Wednesday, February 8, 2012

It's not the words, but the interplay of them

I have read A Tale of Two Cities numerous times and have made notations up and down the margins north, south, east and west.  The reading of it always mesmerizes me with the detail and development of character, setting and connection, of what has gone and what is to come.

"Do you particularly like the man?" he muttered, at his own image. "Why should you particularly like a man who resembles you?  There is nothing in you to like; you know that.  Ah, confound you! What a change you have made in yourself!  A good reason for taking a man, that he shows you what you have fallen away from, and what you might have been? Change places with him and would you have been looked at by those blue eyes as he was, and commiserated by that agitated face as he was?  Come on, and have it out in plain words!  You hate the fellow."

Oh, poor Carton, who loves Lucie but not himself enough to push aside his determined fate.

Or Monsieur the Marquis as he travels home from Paris, just late from his most recent evil:

The Monsieur the Marquis in red
The sunset struck so brilliantly into the travelling (sic) carriage when it gained the hill-top, (sic) that its occupant was steeped in crimson.  "It will die out," said Monsieur the Marquis, glancing at his hands, "directly."

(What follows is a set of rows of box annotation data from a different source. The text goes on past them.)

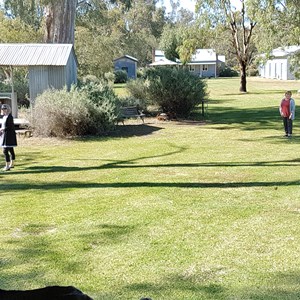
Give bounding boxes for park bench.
[14,118,32,137]
[117,106,145,125]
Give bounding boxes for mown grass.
[0,78,300,300]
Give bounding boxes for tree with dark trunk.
[197,0,256,92]
[44,0,77,44]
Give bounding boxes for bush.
[33,80,120,137]
[81,81,120,134]
[146,68,207,117]
[114,70,128,83]
[126,78,151,110]
[33,87,90,137]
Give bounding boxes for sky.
[160,0,241,12]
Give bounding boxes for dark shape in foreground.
[0,286,93,300]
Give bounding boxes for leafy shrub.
[114,70,128,83]
[33,81,119,137]
[146,67,207,117]
[33,87,90,137]
[104,72,116,84]
[219,66,239,77]
[81,81,120,134]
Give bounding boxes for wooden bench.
[117,106,145,125]
[16,129,32,137]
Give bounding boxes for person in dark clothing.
[0,104,17,171]
[279,91,295,138]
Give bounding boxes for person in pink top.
[279,91,295,137]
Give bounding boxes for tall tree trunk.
[240,63,247,93]
[44,0,77,44]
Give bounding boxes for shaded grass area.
[0,79,300,300]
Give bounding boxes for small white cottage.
[150,49,225,77]
[258,46,300,80]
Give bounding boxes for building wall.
[259,58,295,80]
[29,66,49,103]
[188,64,217,77]
[114,57,137,79]
[66,55,77,89]
[29,56,77,102]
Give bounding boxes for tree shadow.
[77,224,135,250]
[2,180,300,192]
[210,107,282,130]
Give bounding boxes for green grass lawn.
[0,78,300,300]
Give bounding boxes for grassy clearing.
[0,79,300,300]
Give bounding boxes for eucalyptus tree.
[196,0,257,92]
[159,9,210,65]
[249,0,300,77]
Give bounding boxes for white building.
[150,49,225,77]
[258,46,300,80]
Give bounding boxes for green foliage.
[114,70,128,83]
[126,78,147,100]
[33,81,119,137]
[147,68,207,117]
[80,81,120,134]
[33,87,90,137]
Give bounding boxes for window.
[122,67,128,74]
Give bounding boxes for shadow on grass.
[73,121,164,142]
[124,273,300,300]
[209,107,282,130]
[5,157,300,176]
[2,180,300,192]
[78,224,135,250]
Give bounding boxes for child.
[0,104,17,171]
[279,91,295,138]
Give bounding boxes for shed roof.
[114,55,138,62]
[0,44,76,66]
[152,49,225,65]
[271,45,300,57]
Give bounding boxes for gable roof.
[151,49,225,65]
[0,44,77,66]
[271,46,300,57]
[114,55,138,62]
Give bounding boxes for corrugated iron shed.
[0,44,75,66]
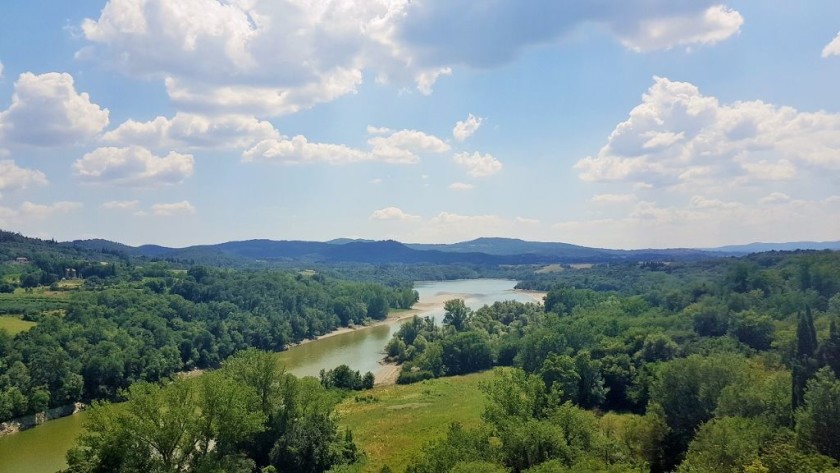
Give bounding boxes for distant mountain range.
[66,238,840,265]
[0,231,840,266]
[709,241,840,254]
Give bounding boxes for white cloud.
[242,135,370,164]
[20,201,82,219]
[758,192,790,204]
[449,182,475,191]
[0,159,48,192]
[552,194,840,248]
[242,126,450,164]
[0,72,109,147]
[452,113,484,141]
[73,146,194,187]
[416,67,452,95]
[452,151,502,177]
[368,130,449,163]
[100,200,140,211]
[369,207,420,221]
[102,113,280,148]
[575,77,840,189]
[590,194,639,205]
[0,201,82,232]
[152,200,195,217]
[612,5,744,52]
[822,33,840,58]
[77,0,743,116]
[397,0,743,67]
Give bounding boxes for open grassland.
[0,288,69,315]
[336,371,493,473]
[0,315,35,335]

Blood not just on his hands but all over him, "steeped in crimson" and "will die out."  And so his bloodline nearly does; he certainly does and almost "directly."

I love to get lost in Dicken's flow of words, so deeply knitted together as though the whole cloth of the story was life as he moves characters in and out of the spotlight until the reader is entirely uncertain who should be followed, main character and supporting shifting places constantly, just as life works, each of us moving in and out of the limelight with the people we most care about.